You can't combine a keyword (await) with runtime decorator. Also
it's harder for tools to support @coroutine / @inlineCallbacks
than "async".
>
>
> 3.
> async with and async for
> Bead idea, we clutter the language even more and it is one more thing every
> newbie could do wrong.
> for x in y:
>    result = await f()
> is enough, every 'async' framework lived without it over years.
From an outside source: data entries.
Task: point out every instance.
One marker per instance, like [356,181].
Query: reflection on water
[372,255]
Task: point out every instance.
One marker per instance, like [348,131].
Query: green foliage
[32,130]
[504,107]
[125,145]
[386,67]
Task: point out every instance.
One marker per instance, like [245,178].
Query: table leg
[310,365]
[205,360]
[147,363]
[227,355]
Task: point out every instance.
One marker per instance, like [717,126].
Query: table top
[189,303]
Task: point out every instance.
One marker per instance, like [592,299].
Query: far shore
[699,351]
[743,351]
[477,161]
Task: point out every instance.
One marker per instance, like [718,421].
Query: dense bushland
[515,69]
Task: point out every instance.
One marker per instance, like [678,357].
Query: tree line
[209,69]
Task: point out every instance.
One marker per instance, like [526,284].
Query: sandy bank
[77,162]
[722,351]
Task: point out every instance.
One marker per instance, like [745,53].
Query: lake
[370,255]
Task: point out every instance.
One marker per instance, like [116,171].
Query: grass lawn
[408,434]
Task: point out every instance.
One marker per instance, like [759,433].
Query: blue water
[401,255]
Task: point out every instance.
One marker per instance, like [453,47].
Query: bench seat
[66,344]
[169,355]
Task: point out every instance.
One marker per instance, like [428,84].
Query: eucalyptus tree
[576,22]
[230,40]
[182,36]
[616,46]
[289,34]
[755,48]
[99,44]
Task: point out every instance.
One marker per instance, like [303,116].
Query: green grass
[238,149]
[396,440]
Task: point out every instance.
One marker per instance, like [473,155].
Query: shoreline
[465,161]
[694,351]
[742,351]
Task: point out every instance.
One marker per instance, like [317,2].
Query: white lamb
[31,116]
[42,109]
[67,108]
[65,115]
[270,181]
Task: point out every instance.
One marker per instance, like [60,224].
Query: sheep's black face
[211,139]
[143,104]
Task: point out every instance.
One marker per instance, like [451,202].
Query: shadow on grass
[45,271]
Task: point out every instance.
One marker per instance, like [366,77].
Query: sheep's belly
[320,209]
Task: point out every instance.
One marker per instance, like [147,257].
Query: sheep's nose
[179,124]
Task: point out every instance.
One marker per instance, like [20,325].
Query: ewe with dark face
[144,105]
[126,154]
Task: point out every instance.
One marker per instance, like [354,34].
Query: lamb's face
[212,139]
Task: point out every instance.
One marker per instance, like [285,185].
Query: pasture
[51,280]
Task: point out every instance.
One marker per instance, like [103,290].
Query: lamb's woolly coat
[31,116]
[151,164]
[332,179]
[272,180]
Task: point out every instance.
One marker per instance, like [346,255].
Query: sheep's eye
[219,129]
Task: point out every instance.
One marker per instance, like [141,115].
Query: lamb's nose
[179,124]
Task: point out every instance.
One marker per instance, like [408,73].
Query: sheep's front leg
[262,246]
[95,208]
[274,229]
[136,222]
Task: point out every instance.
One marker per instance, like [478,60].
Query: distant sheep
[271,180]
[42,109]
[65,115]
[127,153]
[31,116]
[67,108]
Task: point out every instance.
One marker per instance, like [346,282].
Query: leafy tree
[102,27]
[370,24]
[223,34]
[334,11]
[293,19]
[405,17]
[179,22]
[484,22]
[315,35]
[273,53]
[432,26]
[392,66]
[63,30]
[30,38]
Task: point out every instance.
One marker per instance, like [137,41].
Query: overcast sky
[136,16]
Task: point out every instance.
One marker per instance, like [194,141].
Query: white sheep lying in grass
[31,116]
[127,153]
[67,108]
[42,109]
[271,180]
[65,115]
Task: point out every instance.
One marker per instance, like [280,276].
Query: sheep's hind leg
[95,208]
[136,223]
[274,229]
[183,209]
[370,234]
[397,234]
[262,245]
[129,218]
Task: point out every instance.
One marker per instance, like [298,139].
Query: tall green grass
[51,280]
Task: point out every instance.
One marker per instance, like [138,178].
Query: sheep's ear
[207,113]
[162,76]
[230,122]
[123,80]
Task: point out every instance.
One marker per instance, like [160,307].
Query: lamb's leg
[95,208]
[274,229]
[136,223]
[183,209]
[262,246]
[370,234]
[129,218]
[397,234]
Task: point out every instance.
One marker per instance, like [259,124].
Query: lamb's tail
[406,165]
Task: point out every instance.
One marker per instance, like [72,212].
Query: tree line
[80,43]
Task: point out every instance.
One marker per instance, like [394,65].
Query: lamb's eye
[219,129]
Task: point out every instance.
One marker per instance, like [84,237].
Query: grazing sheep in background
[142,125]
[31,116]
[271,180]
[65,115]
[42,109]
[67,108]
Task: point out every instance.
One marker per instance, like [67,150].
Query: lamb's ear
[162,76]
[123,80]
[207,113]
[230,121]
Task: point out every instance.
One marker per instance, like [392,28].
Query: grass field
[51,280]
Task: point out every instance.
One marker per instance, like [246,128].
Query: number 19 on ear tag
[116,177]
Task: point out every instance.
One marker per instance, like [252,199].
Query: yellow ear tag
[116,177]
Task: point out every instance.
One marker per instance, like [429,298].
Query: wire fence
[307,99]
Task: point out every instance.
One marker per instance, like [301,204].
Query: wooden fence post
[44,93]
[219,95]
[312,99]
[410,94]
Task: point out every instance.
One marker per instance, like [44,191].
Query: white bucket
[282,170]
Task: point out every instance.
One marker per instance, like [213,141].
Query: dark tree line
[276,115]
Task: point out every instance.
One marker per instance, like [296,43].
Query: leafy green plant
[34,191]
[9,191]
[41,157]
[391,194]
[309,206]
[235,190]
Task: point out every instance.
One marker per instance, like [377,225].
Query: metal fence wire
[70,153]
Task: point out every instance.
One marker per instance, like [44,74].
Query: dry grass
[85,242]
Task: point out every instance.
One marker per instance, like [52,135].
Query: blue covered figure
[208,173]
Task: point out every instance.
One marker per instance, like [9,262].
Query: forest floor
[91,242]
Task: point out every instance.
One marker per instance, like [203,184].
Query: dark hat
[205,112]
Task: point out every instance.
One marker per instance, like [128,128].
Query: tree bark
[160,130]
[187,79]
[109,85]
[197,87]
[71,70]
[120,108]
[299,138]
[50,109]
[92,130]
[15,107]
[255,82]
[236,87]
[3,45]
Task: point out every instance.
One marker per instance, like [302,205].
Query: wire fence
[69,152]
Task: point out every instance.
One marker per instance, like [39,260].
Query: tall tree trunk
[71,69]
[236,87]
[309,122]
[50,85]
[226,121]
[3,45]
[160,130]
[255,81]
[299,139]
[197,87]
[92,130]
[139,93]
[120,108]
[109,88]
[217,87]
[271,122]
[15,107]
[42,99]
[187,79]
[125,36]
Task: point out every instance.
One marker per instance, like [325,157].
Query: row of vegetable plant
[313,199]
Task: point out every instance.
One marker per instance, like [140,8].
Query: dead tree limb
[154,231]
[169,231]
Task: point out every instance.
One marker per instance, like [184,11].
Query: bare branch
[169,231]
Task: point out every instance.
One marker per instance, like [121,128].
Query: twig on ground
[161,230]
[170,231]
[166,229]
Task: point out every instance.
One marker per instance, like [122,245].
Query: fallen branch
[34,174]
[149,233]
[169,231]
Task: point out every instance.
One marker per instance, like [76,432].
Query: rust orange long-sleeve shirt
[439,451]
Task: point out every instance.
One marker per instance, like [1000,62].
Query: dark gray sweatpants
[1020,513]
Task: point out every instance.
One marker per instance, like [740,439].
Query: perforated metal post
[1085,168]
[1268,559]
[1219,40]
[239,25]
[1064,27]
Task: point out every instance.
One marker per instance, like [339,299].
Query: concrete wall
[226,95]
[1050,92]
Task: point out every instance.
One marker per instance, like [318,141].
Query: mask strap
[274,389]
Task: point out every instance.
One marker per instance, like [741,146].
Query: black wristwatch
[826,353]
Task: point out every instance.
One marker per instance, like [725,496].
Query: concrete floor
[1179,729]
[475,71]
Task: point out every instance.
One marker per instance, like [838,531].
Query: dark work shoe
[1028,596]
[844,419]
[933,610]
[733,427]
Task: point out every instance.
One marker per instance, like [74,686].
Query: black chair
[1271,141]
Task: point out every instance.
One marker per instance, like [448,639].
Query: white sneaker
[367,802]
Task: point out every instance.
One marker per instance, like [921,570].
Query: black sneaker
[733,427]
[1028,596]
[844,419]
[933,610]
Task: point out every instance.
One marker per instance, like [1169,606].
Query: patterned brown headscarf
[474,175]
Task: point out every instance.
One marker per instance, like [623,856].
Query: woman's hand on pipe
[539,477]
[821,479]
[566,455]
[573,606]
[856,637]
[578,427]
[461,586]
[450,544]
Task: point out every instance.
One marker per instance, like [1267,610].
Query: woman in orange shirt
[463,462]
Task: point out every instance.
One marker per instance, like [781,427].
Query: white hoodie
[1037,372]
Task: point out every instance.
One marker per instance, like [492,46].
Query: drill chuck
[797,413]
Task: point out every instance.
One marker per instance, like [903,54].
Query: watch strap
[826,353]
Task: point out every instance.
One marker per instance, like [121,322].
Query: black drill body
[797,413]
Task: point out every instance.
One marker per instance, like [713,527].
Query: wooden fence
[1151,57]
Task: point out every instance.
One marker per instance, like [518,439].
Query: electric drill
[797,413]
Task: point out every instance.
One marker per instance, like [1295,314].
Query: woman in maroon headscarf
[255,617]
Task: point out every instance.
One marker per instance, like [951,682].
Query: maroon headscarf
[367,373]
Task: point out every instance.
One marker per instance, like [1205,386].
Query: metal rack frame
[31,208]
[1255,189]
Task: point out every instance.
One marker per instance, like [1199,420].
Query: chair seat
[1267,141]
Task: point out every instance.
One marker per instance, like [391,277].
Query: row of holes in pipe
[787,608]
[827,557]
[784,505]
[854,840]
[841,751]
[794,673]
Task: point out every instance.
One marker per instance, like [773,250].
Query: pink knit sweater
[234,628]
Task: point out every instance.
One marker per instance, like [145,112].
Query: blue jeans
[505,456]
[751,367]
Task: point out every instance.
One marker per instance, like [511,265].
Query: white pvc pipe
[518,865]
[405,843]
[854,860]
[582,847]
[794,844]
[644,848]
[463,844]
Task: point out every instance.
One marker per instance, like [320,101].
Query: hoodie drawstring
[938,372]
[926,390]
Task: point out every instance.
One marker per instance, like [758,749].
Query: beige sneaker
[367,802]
I only lived without it because I used greenlets for async
for's & with's.  There must be a native language concept to
do these things.

> Same for with statement.
>
> The main use case suggested was for database stuff and this is also where
> most are best with
> defer something to a thread and keep it none async.
>
>
> All together it is very late in the development cycle for 3.5 to
> incorporate such a big change.

The PEP isn't a result of some quick brainstorming.  It's a
result of long experience using asyncio and working around
many painpoints of async programming.

> Best is to give all this some more time and defer it to 3.6 and some alpha
> releases to experiment with.

There is reference implementation.  asyncio is fully ported,
every package for asyncio should work.  You can experiment right now
and find a real issue why the PEP doesn't work.